Avion: Organiser la sobriété c’est Pérenniser son usAge pour Demain !

Amsterdam l’a bien compris

Nous apprenions avec envie le plafonnement du nombre de vols à l’aéroport d’Amsterdam – Schiphol, le principal aéroport international du pays et l’un des plus fréquentés d’Europe (avec celui de Londres Heathrow et l’aéroport Charles de Gaulle à Paris).
Le gouvernement néerlandais, actionnaire majoritaire du site, en a décidé ainsi.
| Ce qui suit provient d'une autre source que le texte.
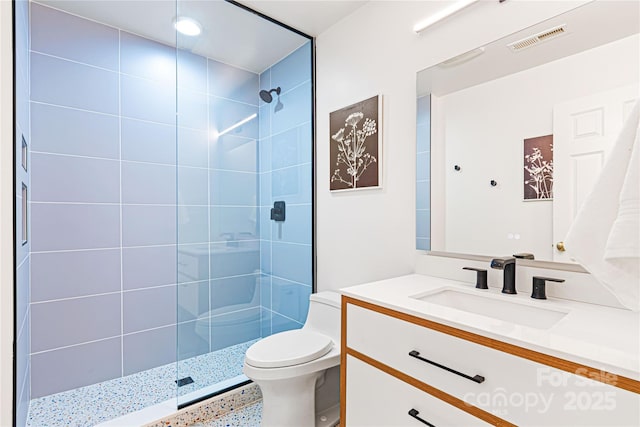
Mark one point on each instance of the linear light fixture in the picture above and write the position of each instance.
(443, 14)
(237, 125)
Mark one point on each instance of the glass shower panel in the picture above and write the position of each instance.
(228, 249)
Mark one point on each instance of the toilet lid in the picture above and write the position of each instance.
(288, 349)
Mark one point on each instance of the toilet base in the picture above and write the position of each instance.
(289, 402)
(329, 417)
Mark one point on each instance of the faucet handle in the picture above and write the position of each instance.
(539, 282)
(481, 277)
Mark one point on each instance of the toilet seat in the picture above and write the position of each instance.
(288, 348)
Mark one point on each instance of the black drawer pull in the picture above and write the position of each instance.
(477, 378)
(414, 413)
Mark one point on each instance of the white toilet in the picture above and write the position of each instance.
(298, 371)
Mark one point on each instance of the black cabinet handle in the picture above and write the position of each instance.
(476, 379)
(414, 413)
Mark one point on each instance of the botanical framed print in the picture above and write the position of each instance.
(538, 168)
(356, 145)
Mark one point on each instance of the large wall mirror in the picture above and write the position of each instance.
(512, 135)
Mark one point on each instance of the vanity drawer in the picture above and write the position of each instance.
(375, 398)
(516, 389)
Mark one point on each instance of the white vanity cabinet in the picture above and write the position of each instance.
(380, 399)
(394, 362)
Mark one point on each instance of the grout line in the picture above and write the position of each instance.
(270, 225)
(209, 177)
(74, 345)
(77, 297)
(121, 216)
(157, 82)
(290, 281)
(102, 113)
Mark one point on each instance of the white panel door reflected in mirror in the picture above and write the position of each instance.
(486, 102)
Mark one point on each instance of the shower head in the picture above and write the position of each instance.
(266, 95)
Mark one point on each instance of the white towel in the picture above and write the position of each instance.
(605, 236)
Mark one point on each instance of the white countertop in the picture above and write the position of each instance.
(597, 336)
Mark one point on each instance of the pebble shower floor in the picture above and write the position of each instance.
(94, 404)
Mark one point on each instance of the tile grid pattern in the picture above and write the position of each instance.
(286, 141)
(23, 177)
(104, 205)
(97, 403)
(423, 174)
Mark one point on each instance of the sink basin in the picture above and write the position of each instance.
(496, 307)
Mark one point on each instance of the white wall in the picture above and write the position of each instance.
(370, 235)
(486, 137)
(6, 216)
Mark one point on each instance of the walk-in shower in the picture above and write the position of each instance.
(149, 262)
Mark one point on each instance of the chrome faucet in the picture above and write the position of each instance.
(508, 266)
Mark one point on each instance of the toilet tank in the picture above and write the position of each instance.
(324, 314)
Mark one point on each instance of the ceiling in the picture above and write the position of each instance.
(588, 26)
(312, 17)
(230, 34)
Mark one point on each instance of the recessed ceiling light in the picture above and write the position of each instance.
(187, 26)
(443, 14)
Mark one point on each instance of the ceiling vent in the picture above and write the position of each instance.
(538, 38)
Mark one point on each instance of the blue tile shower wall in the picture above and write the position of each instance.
(423, 173)
(23, 240)
(285, 159)
(139, 230)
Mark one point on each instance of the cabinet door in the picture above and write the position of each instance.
(375, 398)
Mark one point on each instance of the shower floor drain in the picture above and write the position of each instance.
(184, 381)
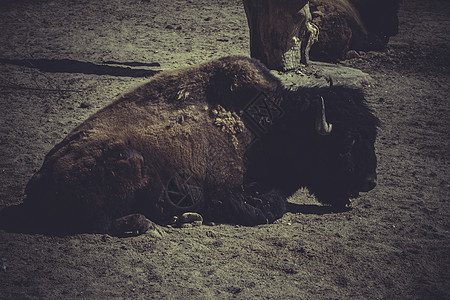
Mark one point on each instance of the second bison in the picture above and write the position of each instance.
(224, 139)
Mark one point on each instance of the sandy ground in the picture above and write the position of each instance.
(393, 244)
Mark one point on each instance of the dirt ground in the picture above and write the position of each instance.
(62, 60)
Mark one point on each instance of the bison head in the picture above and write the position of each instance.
(341, 156)
(324, 142)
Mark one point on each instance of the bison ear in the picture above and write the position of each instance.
(322, 126)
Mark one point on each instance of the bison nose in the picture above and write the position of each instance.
(368, 183)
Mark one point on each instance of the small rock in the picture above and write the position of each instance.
(352, 54)
(84, 105)
(190, 217)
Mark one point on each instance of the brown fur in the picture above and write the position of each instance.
(352, 25)
(128, 151)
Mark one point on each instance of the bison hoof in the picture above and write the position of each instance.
(131, 225)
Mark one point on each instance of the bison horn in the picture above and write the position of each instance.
(322, 126)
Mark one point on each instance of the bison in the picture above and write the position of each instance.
(224, 139)
(352, 25)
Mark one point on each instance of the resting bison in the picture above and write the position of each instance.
(223, 139)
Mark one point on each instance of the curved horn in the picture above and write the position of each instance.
(322, 126)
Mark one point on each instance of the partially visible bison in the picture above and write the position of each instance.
(352, 25)
(223, 139)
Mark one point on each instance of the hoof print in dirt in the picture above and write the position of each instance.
(130, 225)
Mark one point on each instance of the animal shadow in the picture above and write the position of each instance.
(312, 209)
(111, 68)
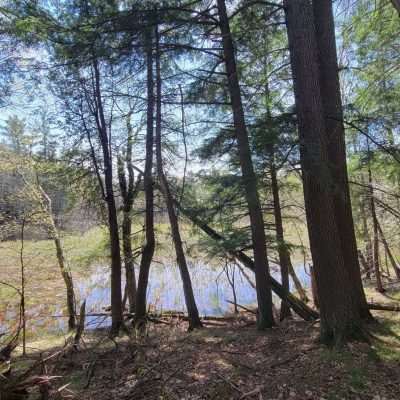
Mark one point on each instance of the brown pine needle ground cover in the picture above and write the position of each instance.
(231, 360)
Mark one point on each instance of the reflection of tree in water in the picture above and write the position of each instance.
(165, 292)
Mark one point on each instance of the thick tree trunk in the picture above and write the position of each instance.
(336, 146)
(284, 256)
(339, 310)
(194, 319)
(377, 270)
(263, 288)
(65, 272)
(68, 282)
(148, 249)
(116, 292)
(297, 284)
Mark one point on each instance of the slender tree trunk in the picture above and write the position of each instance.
(65, 272)
(297, 284)
(148, 249)
(388, 251)
(378, 277)
(284, 256)
(116, 292)
(262, 273)
(339, 310)
(333, 113)
(128, 193)
(194, 319)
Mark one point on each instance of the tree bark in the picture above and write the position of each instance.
(263, 286)
(284, 256)
(194, 319)
(377, 270)
(128, 194)
(148, 249)
(297, 306)
(339, 310)
(336, 146)
(116, 292)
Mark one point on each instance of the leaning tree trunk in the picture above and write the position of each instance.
(148, 249)
(396, 5)
(116, 292)
(297, 284)
(262, 274)
(389, 252)
(333, 113)
(128, 194)
(283, 252)
(193, 314)
(339, 310)
(366, 238)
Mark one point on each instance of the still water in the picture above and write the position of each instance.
(211, 287)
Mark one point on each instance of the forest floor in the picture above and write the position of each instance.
(232, 360)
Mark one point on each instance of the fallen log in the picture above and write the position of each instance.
(299, 307)
(384, 307)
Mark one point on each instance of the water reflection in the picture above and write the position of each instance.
(165, 292)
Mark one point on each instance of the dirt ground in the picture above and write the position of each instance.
(229, 360)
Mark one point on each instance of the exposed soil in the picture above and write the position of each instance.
(229, 360)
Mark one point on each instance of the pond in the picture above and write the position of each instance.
(211, 287)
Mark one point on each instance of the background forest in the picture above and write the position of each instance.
(199, 199)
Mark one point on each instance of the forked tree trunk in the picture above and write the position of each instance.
(396, 5)
(193, 314)
(148, 249)
(333, 113)
(263, 286)
(339, 310)
(283, 252)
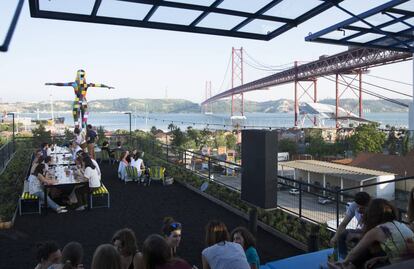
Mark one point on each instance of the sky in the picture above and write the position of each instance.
(149, 63)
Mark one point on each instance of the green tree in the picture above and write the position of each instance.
(367, 138)
(178, 137)
(288, 145)
(69, 135)
(153, 130)
(194, 135)
(231, 141)
(219, 140)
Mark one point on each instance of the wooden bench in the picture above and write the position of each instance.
(27, 201)
(101, 193)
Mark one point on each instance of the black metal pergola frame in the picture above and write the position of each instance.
(398, 40)
(235, 31)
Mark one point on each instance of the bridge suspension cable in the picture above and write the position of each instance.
(381, 87)
(388, 79)
(369, 92)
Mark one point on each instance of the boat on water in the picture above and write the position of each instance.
(50, 121)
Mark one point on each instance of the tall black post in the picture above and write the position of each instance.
(253, 221)
(14, 143)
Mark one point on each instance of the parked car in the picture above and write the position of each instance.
(324, 201)
(294, 191)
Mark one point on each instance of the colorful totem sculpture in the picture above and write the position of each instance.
(80, 105)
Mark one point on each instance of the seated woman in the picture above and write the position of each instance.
(94, 179)
(385, 240)
(105, 147)
(137, 162)
(220, 252)
(122, 164)
(106, 257)
(36, 182)
(126, 243)
(157, 255)
(172, 234)
(243, 237)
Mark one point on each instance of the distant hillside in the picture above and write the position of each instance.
(185, 106)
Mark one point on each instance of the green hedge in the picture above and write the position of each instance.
(11, 182)
(278, 219)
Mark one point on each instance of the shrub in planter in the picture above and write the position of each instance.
(11, 183)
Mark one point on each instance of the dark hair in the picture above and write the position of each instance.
(72, 255)
(249, 240)
(156, 251)
(41, 159)
(169, 225)
(410, 210)
(379, 211)
(362, 198)
(137, 155)
(88, 162)
(216, 231)
(40, 168)
(44, 249)
(106, 257)
(128, 241)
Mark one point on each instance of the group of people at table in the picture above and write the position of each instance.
(69, 172)
(159, 251)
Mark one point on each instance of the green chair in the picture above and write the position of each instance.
(100, 197)
(105, 157)
(132, 173)
(156, 173)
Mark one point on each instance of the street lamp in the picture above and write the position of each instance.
(130, 131)
(12, 114)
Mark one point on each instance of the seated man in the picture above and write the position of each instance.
(48, 253)
(343, 237)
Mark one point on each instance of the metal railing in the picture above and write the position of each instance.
(6, 153)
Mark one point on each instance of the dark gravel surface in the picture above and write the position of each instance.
(134, 206)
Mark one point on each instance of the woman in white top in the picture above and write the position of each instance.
(36, 182)
(93, 175)
(220, 252)
(137, 162)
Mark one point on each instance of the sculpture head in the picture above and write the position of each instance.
(80, 75)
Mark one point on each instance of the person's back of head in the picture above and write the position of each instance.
(127, 242)
(48, 252)
(72, 255)
(379, 211)
(362, 198)
(106, 257)
(248, 238)
(155, 251)
(410, 209)
(216, 231)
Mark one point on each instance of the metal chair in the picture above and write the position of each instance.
(156, 173)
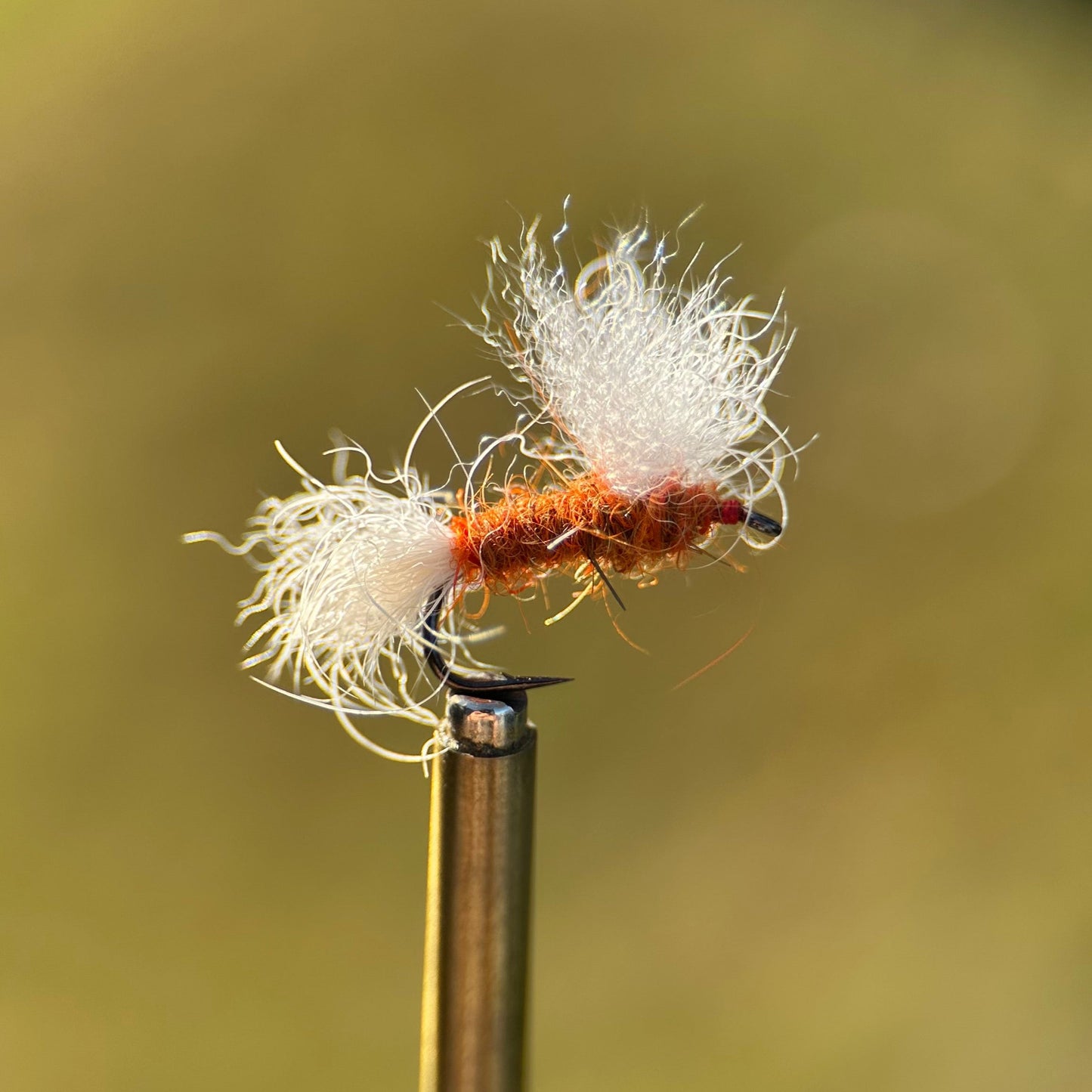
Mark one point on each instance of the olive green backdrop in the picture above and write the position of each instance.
(852, 855)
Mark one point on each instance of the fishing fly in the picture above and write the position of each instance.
(645, 441)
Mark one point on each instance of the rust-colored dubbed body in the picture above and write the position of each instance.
(506, 546)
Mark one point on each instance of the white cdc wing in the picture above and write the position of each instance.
(645, 382)
(346, 572)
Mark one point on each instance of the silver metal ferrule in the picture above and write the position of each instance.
(478, 900)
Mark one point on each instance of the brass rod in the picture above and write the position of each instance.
(478, 900)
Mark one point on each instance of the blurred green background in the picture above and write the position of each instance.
(853, 855)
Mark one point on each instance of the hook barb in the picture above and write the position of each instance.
(481, 684)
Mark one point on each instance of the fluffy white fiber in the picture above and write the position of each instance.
(645, 382)
(345, 572)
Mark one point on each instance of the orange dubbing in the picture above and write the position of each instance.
(505, 546)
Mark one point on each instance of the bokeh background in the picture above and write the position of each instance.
(852, 855)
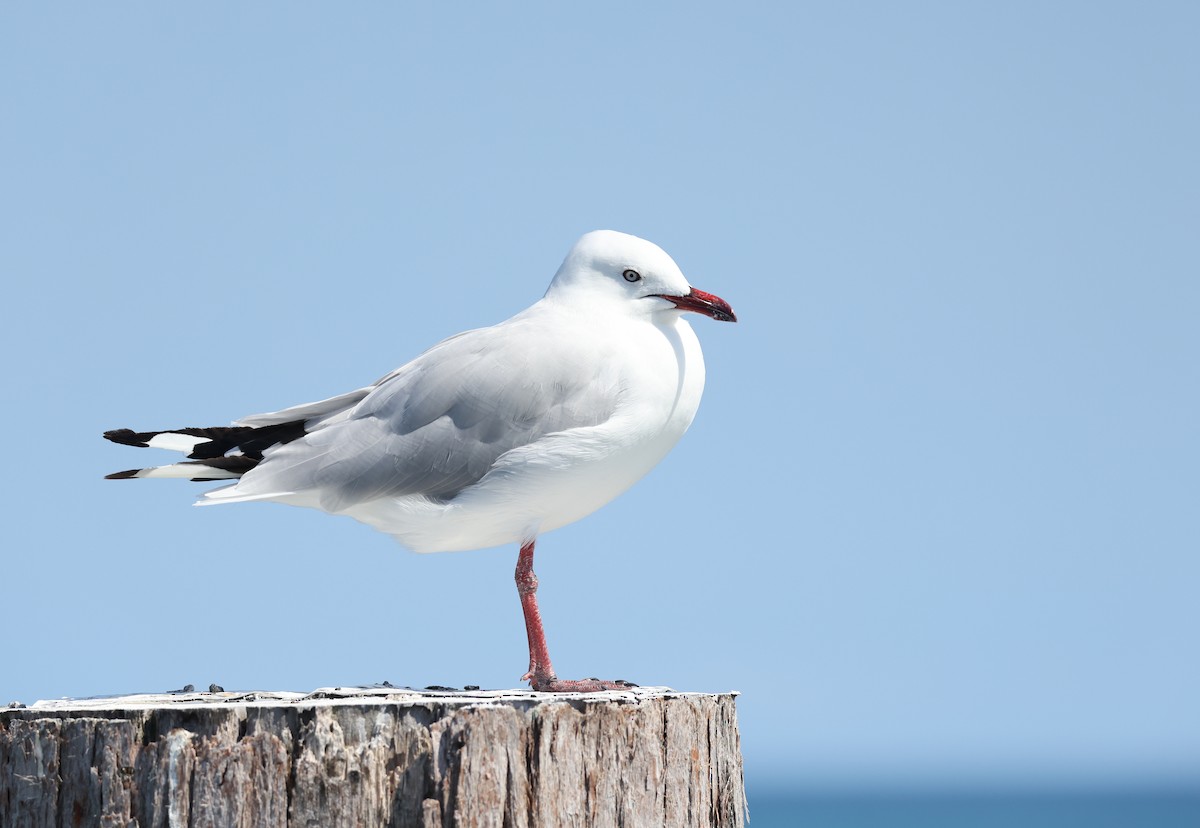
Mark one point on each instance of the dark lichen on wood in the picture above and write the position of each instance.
(375, 757)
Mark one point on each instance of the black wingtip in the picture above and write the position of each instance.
(126, 437)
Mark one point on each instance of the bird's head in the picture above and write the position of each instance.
(610, 267)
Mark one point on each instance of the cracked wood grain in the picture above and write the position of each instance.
(510, 760)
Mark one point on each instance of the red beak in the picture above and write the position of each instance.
(702, 303)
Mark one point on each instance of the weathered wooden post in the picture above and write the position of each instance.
(373, 756)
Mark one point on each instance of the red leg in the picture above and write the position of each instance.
(541, 672)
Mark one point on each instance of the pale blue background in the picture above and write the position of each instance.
(937, 517)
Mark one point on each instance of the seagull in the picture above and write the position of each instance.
(493, 436)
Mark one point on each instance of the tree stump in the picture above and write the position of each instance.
(373, 756)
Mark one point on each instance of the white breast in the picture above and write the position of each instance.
(565, 475)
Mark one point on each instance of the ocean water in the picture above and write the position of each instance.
(1175, 809)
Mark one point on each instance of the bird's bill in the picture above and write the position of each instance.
(702, 303)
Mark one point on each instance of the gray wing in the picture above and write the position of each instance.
(438, 424)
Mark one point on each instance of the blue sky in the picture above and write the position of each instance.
(937, 517)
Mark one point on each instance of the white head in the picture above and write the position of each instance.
(605, 265)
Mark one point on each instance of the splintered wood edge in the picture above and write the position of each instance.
(345, 696)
Non seulement, dit-il, pour réduire les émissions de dioxyde de carbone (CO2), mais aussi plus largement celles de vapeur d’eau ou d’oxyde d’azote, deux autres gaz à effet de serre dont l’impact est parfois négligé alors qu’il contribuerait autant, si ce n’est plus que le seul CO2.

Cette décision unique, d’une grande importance, montre qu’un gouvernement peut décider que la bataille pour rester dans les accords de Paris peut et doit se faire en actionnant le levier de sobriété.
Cette action a plusieurs co-bénéfices :

  • Diminuer les nuisances directes de l’aviation (pollutions sonores et atmosphériques)
  • Diminuer les nuisances courts, moyens et long terme sur le réchauffement de la planète
  • Forcer l’industrie à s’adapter en évoluant avec un trafic maximum (cela est possible selon SAFRAN qui, lors des Assises de l’Aviation en 2021, avait appelé de ses vœux à un cadre règlementaire clair dans lequel les entreprises du secteur seraient capables d’évoluer)
  • Permettre la pérennisation du transport aérien qui sans cela court à sa perte tant les investisseurs, comme Natixis, ou les assureurs, comme AXA, se détournent lentement mais sûrement des projets qui ne répondent pas à des critères environnementaux strictes.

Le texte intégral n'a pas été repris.